Whenever Israel’s WMD are brought up, the standard defence of Israel is that it is a tiny country surrounded by vicious enemies that want to destroy it and therefore its possession of nuclear and other weapons ought to be tolerated until the Arab-Israeli conflict is completely resolved. In other words, Israel must be treated as the only state exempt from all laws and norms, because of a set of utterly untrue premises.

It is untrue because despite the official history that must be repeated in the United States, Israel was the aggressor in each and every war with its neighbours. Israel began its war for Arab territory in 1947, long before a single Syrian soldier advanced towards the border with Palestine in May 1948. In 1956, Israel, in conspiracy with France and Britain, launched an unprovoked invasion of Egypt. In 1967, Israel launched a surprise attack on Egypt, Syria and Jordan and conquered East Jerusalem, the West Bank, Gaza, the Golan and Sinai. As Baruch Kimmerling has documented in his recent book, `Politicide’, no fewer than three Israeli prime ministers admitted that Israel knew that it was not in danger from Arab states in 1967, but chose that moment to conquer territory it had always coveted. Only the 1973 war was started by Arab states. In this case, Egypt and Syria did not attack Israel, but their own occupied land, in an entirely legitimate attempt to liberate it.

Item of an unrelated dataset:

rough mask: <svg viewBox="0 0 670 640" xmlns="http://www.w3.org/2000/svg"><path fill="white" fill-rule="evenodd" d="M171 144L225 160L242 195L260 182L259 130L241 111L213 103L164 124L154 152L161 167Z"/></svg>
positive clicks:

In 1982, Israel launched an invasion of Lebanon, which killed more than 20,000 Lebanese and Palestinian civilians, not in order to protect itself against “terrorism”, as it always claims, but for the explicit political goal of liquidating the Palestinian nation and turning Lebanon into a pro-Israeli client state. Today, Israel continues to occupy the lands of millions of people and to freely launch attacks on its neighbours. In 1997, it even attempted the assassination of one of its opponents, Hamas leader Khaled Mishaal — using a chemical weapon — on the soil of Jordan, with which it has signed a peace treaty.

Whatever claims Israel makes about the past, today it cannot claim to be “surrounded” by enemies. It has full peace treaties with Egypt and Jordan. Syria and Lebanon, despite Israeli rejectionism, continue to offer to negotiate full peace in return for their occupied land, in accordance with the Madrid formula. Iraq is no longer an independent state, and all the Gulf Arab states combined have neither the capacity nor the intention to do Israel any harm.

Israel’s essential conflict is with the Palestinians, on whose usurped land it was established. As bloody as this conflict is, the Palestinians have no weapons of mass destruction nor can Palestinians or Israelis use such weapons against each other because to do so would first and foremost be suicide.

Apartheid South Africa, which Israel increasingly resembles in the eyes of the world, taught another lesson: the nuclear weapons which the apartheid regime developed with Israeli assistance were no defence against a majority population struggling for its freedom.

As a matter of principle, weapons of mass destruction should not be tolerated because they are illegal and immoral. If efforts to free the region of these weapons are to be taken seriously, they ought to start with the only country that actually possesses nuclear weapons and is currently threatening and occupying its neighbours.

The writer is former ambassador and permanent representative of Jordan at the UN.